317: “A Paper Boat” (Sapardi Djoko Damono)

“When you were a child you made a paper boat and sailed it
on the river shore; the stream flowed gently, and
your boat swayed its way towards the ocean.”
                -Sapardi Djoko Damono, from “Paper Boat” (trans. Hasif Amini & the author)

                When I started writing Uproar, I often felt like I had a contained thought to share. Or at least something resembling a contained thought: I’d read someone’s bright insight, and I wanted to chase it for a paragraph or two. For the last weeks its felt different. Instead of having a specific “something” to say, a what if this or what if that, I find myself more curious (and sometimes overwhelmed) by the wash of all these different somethings coming together.
                Your boat swayed its way towards the ocean.
                That change I’m describing sometimes feels frustrating, but it’s also one of my favorite parts of this project. I’ve been thinking about how I approach myself, how I go closer to my emotions and experiences. I think I often try to “understand” them. If I’ve made a paper boat and set it on the river, then I often try to understand how I folded the boat (and how I might have folded it better), and where in the river to put it (so to catch the current). I try to throw my mind way up above the river, so I can look down and chart the course this boat will take. I try to see the whole picture. In all of that there’s a lot of planning, a lot of directing, a lot of assessing. There’s a lot of attention as a microscope or a telescope, “getting things right,” pinning them down with light.
                The stream flowed gently, and your boat swayed.
                I’ve done that so much that sometimes I’ve started to believe that looking and directing were the only ways to interact with my paper boat. But they aren’t. Reading Damono, I can see the boat and the river for a moment. The little thing I’ve made, and the world around it. If I remember the boat’s on its way toward the ocean, I’m less worried about how many miles that might be. If I’m knee deep in the water, watching the boat sway on the currents, I’m less worried that they’re taking the boat away. Maybe going out can be a kind of coming back. I’ve had that thought before, but watching my paper boat on the river it stops being a thought and becomes a place I stand in for a moment.

316: Silence and Sing (Khalil Gibran)

“Only when you drink from the river of silence shall you indeed sing.”
                -Khalil Gibran, “On Death”
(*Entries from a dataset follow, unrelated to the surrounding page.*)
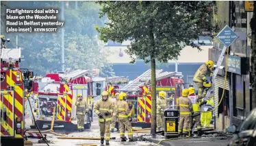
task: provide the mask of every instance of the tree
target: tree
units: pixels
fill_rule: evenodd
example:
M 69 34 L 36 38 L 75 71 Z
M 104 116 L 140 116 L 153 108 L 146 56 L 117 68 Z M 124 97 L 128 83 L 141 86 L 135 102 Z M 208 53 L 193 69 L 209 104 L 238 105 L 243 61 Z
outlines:
M 129 40 L 127 53 L 151 62 L 152 135 L 156 132 L 155 60 L 175 60 L 192 43 L 201 29 L 210 25 L 209 1 L 101 1 L 101 17 L 107 15 L 105 27 L 97 27 L 100 38 L 122 42 Z M 209 21 L 208 21 L 209 20 Z M 202 23 L 203 22 L 203 23 Z M 133 58 L 133 60 L 135 58 Z M 135 60 L 134 60 L 135 61 Z
M 256 2 L 253 3 L 253 16 L 251 20 L 251 73 L 252 73 L 252 86 L 253 86 L 253 108 L 256 107 Z

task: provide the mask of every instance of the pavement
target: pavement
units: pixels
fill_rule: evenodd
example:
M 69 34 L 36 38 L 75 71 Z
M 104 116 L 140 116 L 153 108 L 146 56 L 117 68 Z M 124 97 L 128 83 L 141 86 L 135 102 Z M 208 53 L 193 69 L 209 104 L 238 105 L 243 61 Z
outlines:
M 44 127 L 44 130 L 46 130 L 49 127 Z M 59 134 L 66 134 L 67 137 L 99 137 L 99 126 L 98 121 L 94 119 L 94 122 L 92 123 L 90 129 L 86 130 L 82 132 L 66 132 L 63 127 L 54 127 L 53 130 L 56 133 Z M 149 134 L 149 132 L 145 132 L 144 133 L 136 133 L 133 132 L 133 136 L 140 136 L 141 135 Z M 125 136 L 127 136 L 127 132 L 125 132 Z M 49 146 L 86 146 L 86 145 L 105 145 L 100 143 L 99 140 L 80 140 L 80 139 L 58 139 L 57 136 L 53 135 L 52 134 L 47 133 L 47 138 L 50 141 L 49 143 Z M 129 145 L 142 145 L 142 146 L 150 146 L 156 145 L 153 143 L 149 141 L 136 141 L 136 142 L 121 142 L 119 136 L 119 132 L 115 131 L 110 134 L 110 137 L 116 137 L 116 139 L 110 140 L 110 145 L 118 145 L 118 146 L 129 146 Z M 31 141 L 34 146 L 47 146 L 46 143 L 38 143 L 38 139 L 29 138 L 29 141 Z
M 164 146 L 227 146 L 231 135 L 224 133 L 203 135 L 201 137 L 177 138 L 164 141 L 164 136 L 157 138 L 146 138 L 146 141 Z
                Earlier tonight, a friend told me, “It does make me sad sometimes that I don’t seem able to talk about silence. That I can’t say very much about something that’s so important to me.” I asked them if they wanted to spend more time talking about it, and so try to develop language, or if they wanted to embrace silence as a way of knowing apart from words.
                
“Both,” they said. We laughed. It’s so often both. We sat outside beneath a string of bistro lights.
                
I have been feeling quiet lately. Like sitting with the moment before a leaf falls, fluttering. I’ve also been feeling loud. Talkative. I’m trying to focus on building community. On finding and being part of a web of people who support each other. While staying safe with COVID, I want to make the time and space to meet new friends, invite them out to do things, say yes when I’m invited. I’ve also noticed when I’ve been talking and thought, huh. I’ve thought, that’s not what I meant. I wanted—I want—what do I want? The being together, after so much time apart?
                
I love Gibran’s cycles. Singing comes after we’ve drunk from the river of silence. After we sing, I think, we can go back for another drink. Usually, when I feel out of touch with silence, I’ll try to push myself “one way” or “the other.” I try to drown out the silence by listening to something, or else try to enforce it by ordering myself to sit wordless for however long. As though there are only two, and we stand on one side or the other. As though the river has no sound. 

                My friend and I sat beneath a line of bistro lights. They swung a little in the wind, and behind them lay dark sky. In that there was so much—more than two, more than three; as much as a changing current—of what I wanted.